So what you need is the probability density function which is PDF in Mathematica:

distP = NormalDistribution[]; (* avoid capital letters *)
distQ = GumbelDistribution[];

klDivergenceContinuous = Function[ { dist1, dist2 },
    NIntegrate[
        PDF[ dist1, x ] × ( Log @ PDF[ dist1, x ] - Log @ PDF[ dist2, x ] ),
        { x, -∞, +\[Infinity] }
    ]
];

klDivergenceContinuous[ distP, distQ ]

0.229783

Update: More general solution

The definition of the expected value in the continuous case is given as

\begin{equation} \mathbb{E}[ f(X) ] = \int \limits_{-\infty}^{+\infty} f(x)\cdot p(x) dx \end{equation}

We can use this definition to find the KL-Divergence.

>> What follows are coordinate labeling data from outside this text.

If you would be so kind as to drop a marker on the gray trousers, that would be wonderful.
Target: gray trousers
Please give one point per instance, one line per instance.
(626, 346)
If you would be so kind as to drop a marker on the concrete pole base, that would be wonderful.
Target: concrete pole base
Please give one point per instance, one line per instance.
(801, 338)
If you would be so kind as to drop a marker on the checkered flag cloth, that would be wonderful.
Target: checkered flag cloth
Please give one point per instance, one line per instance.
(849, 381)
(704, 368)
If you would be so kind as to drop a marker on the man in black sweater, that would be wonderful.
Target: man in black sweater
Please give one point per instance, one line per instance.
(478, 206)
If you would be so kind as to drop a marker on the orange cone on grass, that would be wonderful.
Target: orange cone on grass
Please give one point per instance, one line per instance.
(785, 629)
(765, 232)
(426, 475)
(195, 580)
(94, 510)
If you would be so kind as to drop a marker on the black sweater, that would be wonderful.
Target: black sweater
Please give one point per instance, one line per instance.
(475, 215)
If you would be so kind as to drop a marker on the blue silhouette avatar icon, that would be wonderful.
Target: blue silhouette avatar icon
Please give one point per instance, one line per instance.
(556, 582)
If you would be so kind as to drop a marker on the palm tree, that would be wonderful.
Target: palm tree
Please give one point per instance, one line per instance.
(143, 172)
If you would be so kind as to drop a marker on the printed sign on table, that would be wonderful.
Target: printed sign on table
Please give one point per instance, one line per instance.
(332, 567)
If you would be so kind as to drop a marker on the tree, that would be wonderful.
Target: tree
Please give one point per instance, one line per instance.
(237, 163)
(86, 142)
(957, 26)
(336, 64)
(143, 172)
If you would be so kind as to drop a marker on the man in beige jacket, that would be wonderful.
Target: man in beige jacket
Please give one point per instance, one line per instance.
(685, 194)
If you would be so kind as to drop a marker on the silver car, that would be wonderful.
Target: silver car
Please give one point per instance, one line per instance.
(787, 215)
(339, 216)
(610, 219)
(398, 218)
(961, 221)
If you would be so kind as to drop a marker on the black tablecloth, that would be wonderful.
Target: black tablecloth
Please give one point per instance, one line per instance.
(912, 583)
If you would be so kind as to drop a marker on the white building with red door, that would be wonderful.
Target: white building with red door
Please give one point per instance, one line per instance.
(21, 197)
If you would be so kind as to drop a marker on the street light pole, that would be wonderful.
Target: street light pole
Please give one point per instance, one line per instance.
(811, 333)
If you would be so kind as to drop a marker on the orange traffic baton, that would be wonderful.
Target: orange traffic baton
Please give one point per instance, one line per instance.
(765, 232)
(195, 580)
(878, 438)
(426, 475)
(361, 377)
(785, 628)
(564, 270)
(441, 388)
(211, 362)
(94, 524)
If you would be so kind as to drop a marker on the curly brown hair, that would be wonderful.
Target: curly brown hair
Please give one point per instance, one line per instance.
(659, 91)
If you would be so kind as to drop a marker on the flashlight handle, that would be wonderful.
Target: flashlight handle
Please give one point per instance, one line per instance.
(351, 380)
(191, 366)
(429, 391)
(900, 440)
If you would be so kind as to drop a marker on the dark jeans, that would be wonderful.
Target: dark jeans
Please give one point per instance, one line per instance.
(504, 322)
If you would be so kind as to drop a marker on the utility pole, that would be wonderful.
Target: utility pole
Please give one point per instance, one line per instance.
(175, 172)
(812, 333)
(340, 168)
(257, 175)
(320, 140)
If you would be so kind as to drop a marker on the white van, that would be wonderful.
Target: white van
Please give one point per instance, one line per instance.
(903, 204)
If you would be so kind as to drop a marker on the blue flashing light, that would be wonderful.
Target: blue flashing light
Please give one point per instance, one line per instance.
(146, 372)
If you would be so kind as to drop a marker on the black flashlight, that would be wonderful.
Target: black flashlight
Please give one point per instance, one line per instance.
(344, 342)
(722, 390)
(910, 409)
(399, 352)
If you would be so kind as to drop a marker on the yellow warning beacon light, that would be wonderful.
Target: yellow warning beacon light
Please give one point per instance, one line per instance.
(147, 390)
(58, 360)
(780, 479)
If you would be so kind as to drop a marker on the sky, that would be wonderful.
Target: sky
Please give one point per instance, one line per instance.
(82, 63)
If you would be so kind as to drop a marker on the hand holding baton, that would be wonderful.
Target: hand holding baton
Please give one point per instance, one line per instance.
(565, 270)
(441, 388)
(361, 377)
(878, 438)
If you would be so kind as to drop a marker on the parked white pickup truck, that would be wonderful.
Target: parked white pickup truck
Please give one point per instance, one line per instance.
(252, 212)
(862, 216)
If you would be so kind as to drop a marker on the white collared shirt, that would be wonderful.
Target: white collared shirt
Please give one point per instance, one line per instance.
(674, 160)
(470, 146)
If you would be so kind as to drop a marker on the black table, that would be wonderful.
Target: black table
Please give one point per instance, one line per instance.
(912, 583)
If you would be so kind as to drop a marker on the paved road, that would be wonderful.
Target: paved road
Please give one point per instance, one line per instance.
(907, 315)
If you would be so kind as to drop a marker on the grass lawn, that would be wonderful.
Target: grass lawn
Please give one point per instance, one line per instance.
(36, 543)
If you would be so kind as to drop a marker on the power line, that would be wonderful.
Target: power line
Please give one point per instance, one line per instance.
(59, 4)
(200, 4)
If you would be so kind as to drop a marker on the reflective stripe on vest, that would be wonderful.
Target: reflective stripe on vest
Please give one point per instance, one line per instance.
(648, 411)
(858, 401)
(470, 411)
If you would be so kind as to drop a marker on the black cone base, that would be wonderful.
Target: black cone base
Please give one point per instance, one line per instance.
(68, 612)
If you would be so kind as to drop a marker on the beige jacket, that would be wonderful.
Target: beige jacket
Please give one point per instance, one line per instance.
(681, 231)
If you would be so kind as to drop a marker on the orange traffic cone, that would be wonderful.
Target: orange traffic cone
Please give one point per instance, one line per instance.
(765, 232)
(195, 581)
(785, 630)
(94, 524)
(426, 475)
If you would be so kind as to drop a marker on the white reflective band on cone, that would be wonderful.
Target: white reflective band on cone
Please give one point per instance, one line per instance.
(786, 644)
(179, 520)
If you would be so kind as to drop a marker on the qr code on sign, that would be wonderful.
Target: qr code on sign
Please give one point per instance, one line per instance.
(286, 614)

Since Mathematica's implementation of Expectation will handle discrete distributions also (effectivly summing over all values instead of integrating over them), the following routine might turn out to be more general:

Options[ klDivergence ] = Options @ Expectation;

klDivergence[ distP_ , distQ_, opts:OptionsPattern[ klDivergence ] ] := Expectation[ 
    Log @ PDF[ distP, \[FormalX] ] - Log @ PDF[ distQ, \[FormalX] ], 
    \[FormalX] \[Distributed] distP,
    opts
]

klDivergence[ 1, distP_, distQ_, opts:OptionsPattern[ klDivergence ] ] := klDivergence[
    distP, 
    distQ, 
    opts 
]

klDivergence[ n_Integer, distP_, distQ_, opts:OptionsPattern[ klDivergence ] ] 
    /; n > 0 := Module[
    {
        vars = Table[ Unique[ \[FormalX] ], n ]
    },
    Expectation[ 
        Log @ PDF[ distP, vars ] - Log @ PDF[ distQ, vars ], 
        vars \[Distributed] distP,
        opts
    ]  
]

This might (in principle) work for discrete as well as for continuous distributions:

Continuous Distributions (OP)

klDivergence[ distP, distQ ]

$-\frac{1}{2}+ \sqrt{\mathrm{e}} - \frac{1}{2} \log 2\pi $

N[%]

0.229783

Discrete Distributions

We may use the example given in (104506) to check how this works out in the discrete case:

pmfA = EmpiricalDistribution[ {1/6, 1/6, 1/6, 1/6, 1/6, 1/6} -> Range[6] ];
pmfB = EmpiricalDistribution[ {1/4, 1/4, 1/8, 1/8, 1/8, 1/8} -> Range[6] ];

klDivergence[ pmfA, pmfB ]

1/3 (Log[4] - 3 Log[6] + 2 Log[8])

The problems arising from a discrete distribution containing zero probabilities (cf. the question linked above) may be solved by dropping the zero-entries from the distribution:

(* pmfB = {1/4, 1/4, 1/2, 0, 0, 0} *)
pmfBzero = EmpiricalDistribution[ {1/4, 1/4, 1/2} -> Range[3] ];

klDivergence[ pmfBzero, pmfA ]

Log[ 3/Sqrt[2] ]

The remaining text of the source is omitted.